The GMA issued the ultimatum to strike as far back as November last year, and once the June 2015 deadline elapsed, they swung into action.
Part of the doctors’ demands include 40% of basic salaries as accommodation allowance per month, 20% as core duty facilitation allowance, 30% clothing allowance, 20% maintenance allowance, 20% utility allowance, 50% as professional allowance and 25% special risk allowance and vehicle tax exemption.
The proposal has been described as ‘outrageous’ by some sections of the public, particularly National Democratic Congress (NDC) communicators, but the doctors have accused the presidency of deliberately releasing its propagandists to cause them public disaffection.
The NDC propagandists have cynically urged the government to sack the doctors and bring in medical professionals from Cuba; but the doctors have called their bluff and said they were even prepared to resign en-bloc if their demands were not met.
The government is still insisting that the strike action by the doctors is ‘unlawful’ and has appealed to them to resume work to pave way for negotiations.
"The action of the doctors is unlawful. We cannot negotiate under coercive environment," Haruna Iddrisu told Joy FM yesterday.
In a road map, the doctors are withdrawing their OPD services for a week after which emergency services will also be withdrawn if government fails to address their grievances.
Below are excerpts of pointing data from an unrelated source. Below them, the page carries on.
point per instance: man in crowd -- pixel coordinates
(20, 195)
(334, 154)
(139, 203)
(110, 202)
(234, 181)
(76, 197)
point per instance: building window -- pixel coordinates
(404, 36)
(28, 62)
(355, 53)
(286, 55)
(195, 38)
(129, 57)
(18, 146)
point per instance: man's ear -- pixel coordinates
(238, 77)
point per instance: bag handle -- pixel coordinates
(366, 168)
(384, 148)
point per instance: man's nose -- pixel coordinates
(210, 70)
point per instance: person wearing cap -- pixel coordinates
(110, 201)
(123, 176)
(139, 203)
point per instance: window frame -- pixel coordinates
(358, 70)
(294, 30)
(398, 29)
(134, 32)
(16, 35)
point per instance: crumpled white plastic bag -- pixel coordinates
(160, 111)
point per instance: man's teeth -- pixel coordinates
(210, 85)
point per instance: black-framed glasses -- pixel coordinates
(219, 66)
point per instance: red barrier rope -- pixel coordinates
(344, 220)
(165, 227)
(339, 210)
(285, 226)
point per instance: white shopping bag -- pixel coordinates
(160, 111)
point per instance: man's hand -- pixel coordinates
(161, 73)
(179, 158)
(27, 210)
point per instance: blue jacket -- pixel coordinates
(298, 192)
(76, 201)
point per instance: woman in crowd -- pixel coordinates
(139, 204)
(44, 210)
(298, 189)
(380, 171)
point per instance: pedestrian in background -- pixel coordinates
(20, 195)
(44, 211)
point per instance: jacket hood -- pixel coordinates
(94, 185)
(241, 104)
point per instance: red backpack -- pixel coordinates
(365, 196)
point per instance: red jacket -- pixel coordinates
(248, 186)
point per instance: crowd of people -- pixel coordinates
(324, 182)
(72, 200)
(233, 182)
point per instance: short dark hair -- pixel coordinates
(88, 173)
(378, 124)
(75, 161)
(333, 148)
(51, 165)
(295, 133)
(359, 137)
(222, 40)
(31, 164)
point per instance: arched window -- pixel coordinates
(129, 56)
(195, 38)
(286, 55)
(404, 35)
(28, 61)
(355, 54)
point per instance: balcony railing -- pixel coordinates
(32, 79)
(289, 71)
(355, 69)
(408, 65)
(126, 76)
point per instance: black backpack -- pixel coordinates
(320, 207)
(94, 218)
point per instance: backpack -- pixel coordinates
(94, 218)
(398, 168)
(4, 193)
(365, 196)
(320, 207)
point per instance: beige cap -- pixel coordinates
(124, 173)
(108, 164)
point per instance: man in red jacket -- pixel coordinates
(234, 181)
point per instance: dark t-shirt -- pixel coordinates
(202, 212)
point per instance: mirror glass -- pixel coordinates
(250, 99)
The minister said that it was rather ‘disappointing’ that the doctors, in the middle of negotiations, decided to withdraw part of their services.
He said the strike is disastrous for the country because if the outstanding issue is resolved the lives that are lost as a result of the strike cannot be recovered.
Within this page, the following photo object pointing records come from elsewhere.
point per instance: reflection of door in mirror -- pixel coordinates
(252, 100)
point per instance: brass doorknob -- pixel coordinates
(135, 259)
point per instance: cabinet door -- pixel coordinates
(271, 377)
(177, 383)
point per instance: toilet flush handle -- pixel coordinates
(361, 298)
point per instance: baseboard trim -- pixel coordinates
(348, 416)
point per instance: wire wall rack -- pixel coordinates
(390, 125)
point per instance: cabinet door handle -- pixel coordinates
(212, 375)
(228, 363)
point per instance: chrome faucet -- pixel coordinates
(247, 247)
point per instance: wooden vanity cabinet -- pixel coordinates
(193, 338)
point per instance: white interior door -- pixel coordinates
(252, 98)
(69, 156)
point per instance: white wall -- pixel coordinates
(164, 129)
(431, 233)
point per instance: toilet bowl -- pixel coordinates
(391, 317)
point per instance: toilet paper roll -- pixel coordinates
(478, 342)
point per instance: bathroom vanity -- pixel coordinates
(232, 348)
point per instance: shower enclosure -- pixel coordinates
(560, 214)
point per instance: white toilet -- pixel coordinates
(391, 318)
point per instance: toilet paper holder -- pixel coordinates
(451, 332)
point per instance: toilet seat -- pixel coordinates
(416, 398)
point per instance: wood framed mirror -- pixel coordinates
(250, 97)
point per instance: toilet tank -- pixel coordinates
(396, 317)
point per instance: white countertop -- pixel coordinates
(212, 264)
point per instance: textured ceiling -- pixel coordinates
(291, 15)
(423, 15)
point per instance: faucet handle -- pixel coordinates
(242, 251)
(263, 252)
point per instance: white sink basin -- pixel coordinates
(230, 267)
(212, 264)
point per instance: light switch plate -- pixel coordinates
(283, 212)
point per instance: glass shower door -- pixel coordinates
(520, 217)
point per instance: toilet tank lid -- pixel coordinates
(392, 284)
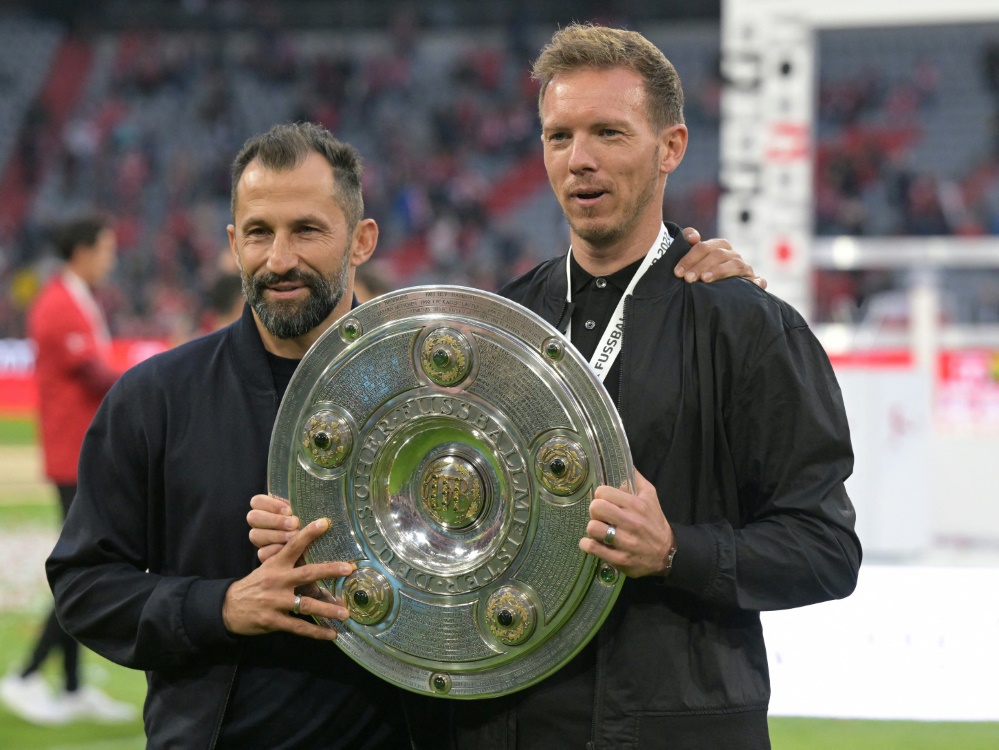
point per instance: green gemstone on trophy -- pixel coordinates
(441, 683)
(350, 329)
(608, 574)
(327, 438)
(446, 357)
(442, 358)
(553, 349)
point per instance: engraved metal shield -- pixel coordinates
(455, 440)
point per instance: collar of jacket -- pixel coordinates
(659, 278)
(249, 354)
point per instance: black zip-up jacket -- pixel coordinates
(733, 412)
(158, 532)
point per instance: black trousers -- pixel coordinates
(52, 635)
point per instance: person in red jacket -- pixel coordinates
(73, 373)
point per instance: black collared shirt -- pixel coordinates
(594, 300)
(572, 688)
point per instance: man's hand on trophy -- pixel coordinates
(630, 531)
(271, 597)
(272, 525)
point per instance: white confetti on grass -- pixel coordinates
(23, 587)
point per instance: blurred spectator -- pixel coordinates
(73, 373)
(371, 280)
(226, 302)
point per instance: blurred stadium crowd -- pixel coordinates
(142, 123)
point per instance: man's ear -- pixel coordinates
(364, 241)
(674, 145)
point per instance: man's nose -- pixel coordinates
(581, 157)
(282, 257)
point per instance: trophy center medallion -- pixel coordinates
(452, 492)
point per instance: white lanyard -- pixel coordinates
(606, 353)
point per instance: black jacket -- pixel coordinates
(158, 532)
(733, 412)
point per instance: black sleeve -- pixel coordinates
(791, 454)
(106, 596)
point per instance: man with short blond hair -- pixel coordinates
(733, 415)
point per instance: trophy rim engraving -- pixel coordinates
(475, 435)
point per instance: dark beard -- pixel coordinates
(289, 320)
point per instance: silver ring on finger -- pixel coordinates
(609, 536)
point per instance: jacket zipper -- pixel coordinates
(620, 371)
(225, 704)
(597, 673)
To complicate matters, nurses of the Accra Psychiatric Hospital and Government and Hospital Pharmacists Association (GHOSPA) have also laid down their tools.
In just a month, about five different public employee groups - the majority of who are from the health sector - have either gone on strike or threatened to do so over poor remunerations.
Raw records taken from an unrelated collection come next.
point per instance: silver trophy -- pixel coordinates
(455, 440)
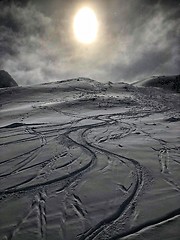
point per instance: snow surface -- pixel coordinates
(84, 160)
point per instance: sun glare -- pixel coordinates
(85, 25)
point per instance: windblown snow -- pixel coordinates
(82, 160)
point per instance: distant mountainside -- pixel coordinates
(171, 83)
(6, 80)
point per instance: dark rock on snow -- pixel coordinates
(6, 80)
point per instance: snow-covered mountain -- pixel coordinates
(86, 160)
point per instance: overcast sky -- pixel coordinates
(136, 39)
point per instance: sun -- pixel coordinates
(85, 25)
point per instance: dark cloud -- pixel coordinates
(136, 39)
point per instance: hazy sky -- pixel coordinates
(136, 39)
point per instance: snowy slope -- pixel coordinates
(85, 160)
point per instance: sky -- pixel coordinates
(136, 40)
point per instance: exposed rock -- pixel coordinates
(6, 80)
(171, 83)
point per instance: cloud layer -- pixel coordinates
(136, 39)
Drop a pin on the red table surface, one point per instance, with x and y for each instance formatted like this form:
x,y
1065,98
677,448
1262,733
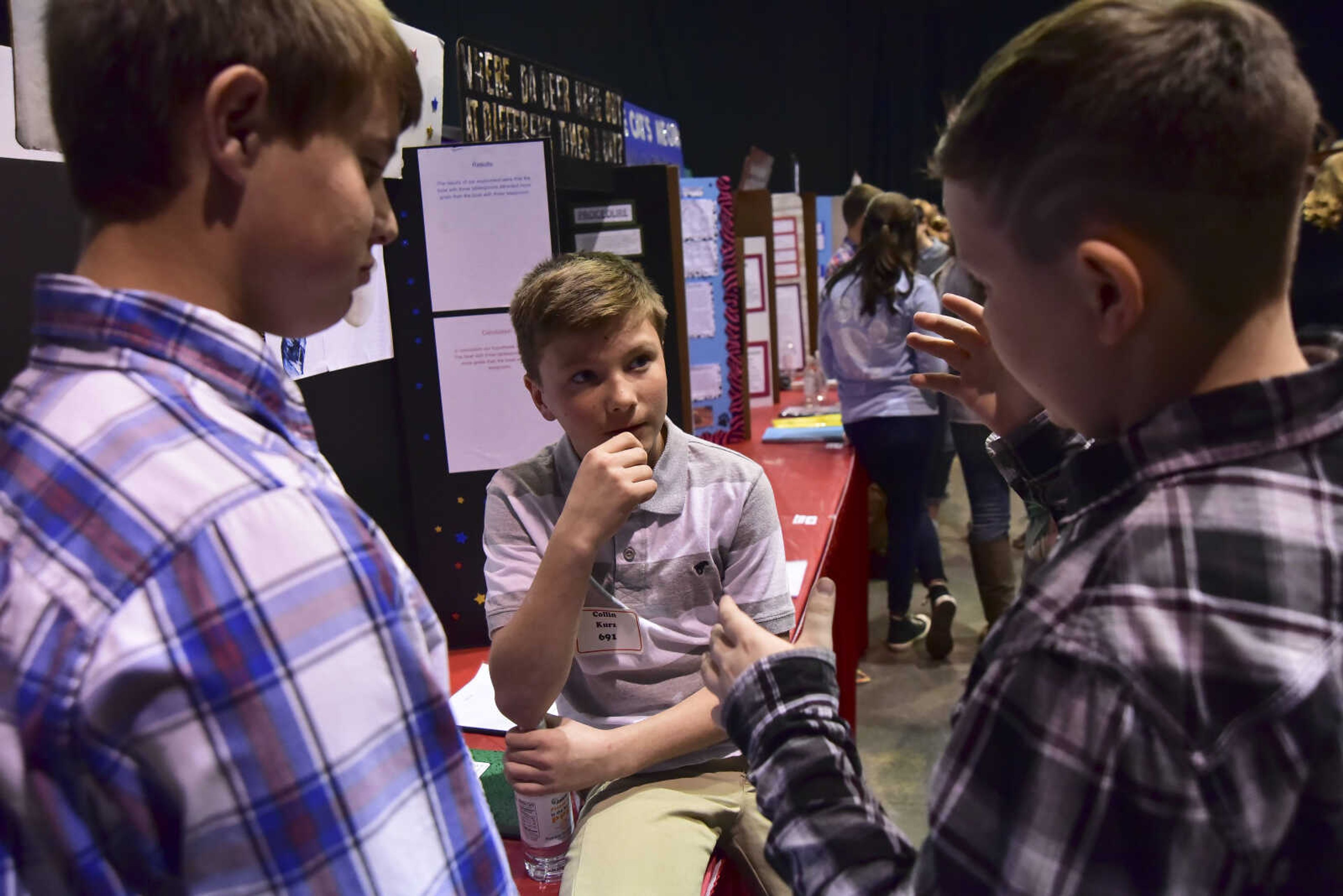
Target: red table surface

State Attorneys at the AG’s Department eventually called off their strike after almost a month, granting the government what looks like a temporary reprieve.
The over 150 lawyers have, however, threatened to resume the industrial action if their demands for improved conditions of service are not met.
They submitted to compulsory arbitration at the National Labour Commission and have issued a 14-day ultimatum to the arbiter to sort out their demands with the government.
Ghanaians are in for austere times as the agreement entered between the NDC government and the International Monetary Fund (IMF) continues to bite hard.
Already, the IMF has ordered a freeze on public sector employment, even though the government continues to deny that fact.
Interestingly, the recent three-year loan agreement between Ghana and the IMF contained a freeze on public sector employment and limits the government to increase the wage bill to not more than 10% - a move that labour experts say will trigger (labour) agitations since they all want more than 10% on the negotiation table.
The IMF is also asking the government to withdraw subsidies on utilities and petroleum products (which is already being implemented) and the Breton Wood institution expects that the measures will lead to savings of 2% of GDP.
What makes the current situation a challenging one is that these aggrieved workers are protesting at a time the government seems to be saddled with a cash squeeze.
Prices of petroleum products keep rising and the cedi continues to underperform, coupled with an ongoing energy crisis (dumsor); and it appears the overstretched workers are not able to hold on to the rising cost of living anymore.
President John Mahama has already stated that he will not give in to the demands of workers, especially getting to the 2016 elections, claiming that he had seen the worst of such actions in the three years of his administration, hence his ‘dead goat’ analogy.
Some critics of the government have said the strike chorus appears to be the only language the Mahama-led NDC administration understands.